Re: pdf vs txt or html

John St. Julien (stjulien who-is-at UDel.Edu)
Tue, 13 Jul 1999 16:04:10 -0400

XMCAers,

I use PDF files in my own teaching and colleagial exchanges. There are
problems but I see different ones from those that Martin cites and think
that overall it is a good alternative. Some quick comments on Martin's
points:

>- PDF files do not open their contents to web search engines.
This is a not true. It is true that most search engines do not know how
to read PDF files. (Infoseek is supposed to index PDF files.)

>- PDF files do not provide internal anchors for external hyperlinks.
True, and a good point. You can have a PDF file open to an index but that
is not the same.

>- PDF files are huge and slow to download.
Not necessarily. This is the way we often encounter them but this
almost universally a product of decisions made by the person formatting the
PDF file. What leaves this impression is the fact that when you use the
format by simply scanning in pages as images you do get huge files. But
that is a product of the data type, not the format. An HTML file with the
same images called would actually be "larger" and take longer to download.
PDF files are very efficient and compact -For only moderately lengthy
files, if you have direct access to the text and images you can save a PDF
file that is smaller than a like html file with pictures.
A nice feature included since at least version three is that you can
download PDF files incrementally. Once the first page is downloaded,
subsequent pages download in the background while the user can read the
initial pages.

>- PDF readers impose system requirements that effectively exclude
> users with older and smaller systems.
This is a problem; and it will get worse as the format evolves and
readers are no longer made for older systems. But...the pdf creator can
decide on the level of compatibility. "Modern" readers are readily
available for: Mac: 68020 chip with system 7 and PC: 386 chip with Windows
3.1. These are old systems to be using on the web at all; older systems
than these will be strained for reasons well beyond PDF files.

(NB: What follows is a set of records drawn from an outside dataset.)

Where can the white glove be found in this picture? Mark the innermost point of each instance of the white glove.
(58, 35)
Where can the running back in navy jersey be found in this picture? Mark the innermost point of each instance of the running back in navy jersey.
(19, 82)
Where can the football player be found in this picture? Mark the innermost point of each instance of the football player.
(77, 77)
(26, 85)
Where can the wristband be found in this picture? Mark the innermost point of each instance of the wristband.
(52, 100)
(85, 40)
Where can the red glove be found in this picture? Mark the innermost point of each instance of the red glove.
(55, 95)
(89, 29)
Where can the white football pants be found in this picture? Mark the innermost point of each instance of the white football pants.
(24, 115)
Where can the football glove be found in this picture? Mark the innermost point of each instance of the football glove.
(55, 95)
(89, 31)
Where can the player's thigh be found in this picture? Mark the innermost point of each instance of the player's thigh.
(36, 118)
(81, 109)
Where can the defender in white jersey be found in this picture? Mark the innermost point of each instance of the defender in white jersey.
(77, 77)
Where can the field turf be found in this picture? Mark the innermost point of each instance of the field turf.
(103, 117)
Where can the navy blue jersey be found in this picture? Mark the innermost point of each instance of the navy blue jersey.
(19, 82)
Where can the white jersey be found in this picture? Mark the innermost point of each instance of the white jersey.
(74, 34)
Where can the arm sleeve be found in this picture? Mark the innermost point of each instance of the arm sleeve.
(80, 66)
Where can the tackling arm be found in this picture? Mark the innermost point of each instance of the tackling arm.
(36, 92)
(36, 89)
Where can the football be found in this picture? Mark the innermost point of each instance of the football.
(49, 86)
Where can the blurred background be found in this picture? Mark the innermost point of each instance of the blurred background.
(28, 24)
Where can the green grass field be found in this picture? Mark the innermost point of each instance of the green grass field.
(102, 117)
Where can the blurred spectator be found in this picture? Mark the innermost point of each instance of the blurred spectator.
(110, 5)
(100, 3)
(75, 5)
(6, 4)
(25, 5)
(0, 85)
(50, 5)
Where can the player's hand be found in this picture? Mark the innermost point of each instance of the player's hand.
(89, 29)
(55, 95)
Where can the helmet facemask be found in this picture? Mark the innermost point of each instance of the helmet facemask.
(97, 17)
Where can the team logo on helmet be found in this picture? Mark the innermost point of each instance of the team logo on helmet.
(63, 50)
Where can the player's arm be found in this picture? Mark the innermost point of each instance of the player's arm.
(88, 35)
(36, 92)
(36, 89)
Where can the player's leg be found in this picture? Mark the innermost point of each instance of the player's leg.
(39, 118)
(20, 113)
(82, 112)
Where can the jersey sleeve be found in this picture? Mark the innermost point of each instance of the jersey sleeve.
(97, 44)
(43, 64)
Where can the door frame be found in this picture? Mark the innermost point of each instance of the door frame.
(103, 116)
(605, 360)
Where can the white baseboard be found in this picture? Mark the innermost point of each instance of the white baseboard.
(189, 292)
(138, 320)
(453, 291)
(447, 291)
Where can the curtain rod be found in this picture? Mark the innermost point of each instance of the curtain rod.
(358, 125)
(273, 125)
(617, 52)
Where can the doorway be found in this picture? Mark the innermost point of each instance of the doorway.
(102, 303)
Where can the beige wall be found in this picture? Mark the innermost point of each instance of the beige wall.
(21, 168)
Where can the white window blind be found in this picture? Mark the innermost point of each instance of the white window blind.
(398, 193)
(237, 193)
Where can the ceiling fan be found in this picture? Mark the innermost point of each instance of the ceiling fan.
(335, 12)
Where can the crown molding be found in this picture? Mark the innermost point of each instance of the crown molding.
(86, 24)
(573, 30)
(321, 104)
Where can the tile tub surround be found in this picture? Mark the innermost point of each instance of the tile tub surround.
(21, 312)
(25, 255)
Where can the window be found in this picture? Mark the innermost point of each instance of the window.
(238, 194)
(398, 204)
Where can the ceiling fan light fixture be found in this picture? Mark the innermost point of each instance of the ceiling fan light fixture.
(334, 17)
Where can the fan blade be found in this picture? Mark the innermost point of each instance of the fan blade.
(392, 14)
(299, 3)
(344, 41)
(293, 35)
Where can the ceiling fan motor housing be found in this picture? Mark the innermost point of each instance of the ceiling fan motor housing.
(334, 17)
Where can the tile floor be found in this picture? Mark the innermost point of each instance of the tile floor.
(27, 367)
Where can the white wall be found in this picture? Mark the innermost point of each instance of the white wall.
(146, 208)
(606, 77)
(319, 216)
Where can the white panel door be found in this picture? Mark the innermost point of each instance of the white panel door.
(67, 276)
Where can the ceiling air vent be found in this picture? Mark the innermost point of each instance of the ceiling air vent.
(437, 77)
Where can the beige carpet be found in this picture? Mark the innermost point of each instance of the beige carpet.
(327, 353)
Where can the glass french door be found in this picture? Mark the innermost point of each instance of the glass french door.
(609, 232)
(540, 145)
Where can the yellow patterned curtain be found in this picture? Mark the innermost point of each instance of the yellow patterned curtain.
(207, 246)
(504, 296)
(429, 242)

>- Regarding authenticity, it is unclear how a simple text file
> can be un-authentic.
Hmmn, I have the opposite immediate reaction. No one publishes or even
writes in ASCII text. (There is no bold face or italic in ASCII.) How can
stripping away the context of publication be authentic? That would be so
only if the sequence of characters is the true, complete meaning of the
work. If the design of the work matters at all it is not. In the extreme:
consider trying to read Derrida's _Glas_ as a text file. Less extreme:
reading Dewey's _Logic_ in the original face and layout lends a contextual
meaning to each word read. Each period has its style. ...I do miss the
yellowing pages though. :-)

It seems to me that there are very large advantages to the fixed, original
layout for the practices of learning in academic communities. You can ask
students or colleagues to bring a marked up reading to discuss and they
will be able to refer to page numbers, column breaks, and the image on the
left side of page 103. Makes referencing a lot simpler too.

>- Regarding the likelyhood of editing the original, isn't that a
> function of server security?

Not in PDF-it is also a function of the security level encoded in the file.
(Though the default is to be entirely "open" to all readers.)

I do wish that PDF were not proprietary. I'd like someone to develop a fat
format that would let the reader determine whether to use a
page-description based layout (like PDF) or tags (HTMLish). I do wish that
SGML were widely available. I worry about making a computer necessary to do
intellectual work. And I worry about the things that David Kirshner alludes
to.

But then I am a chronically disatisfied worry-wort.

Best, John St. Julien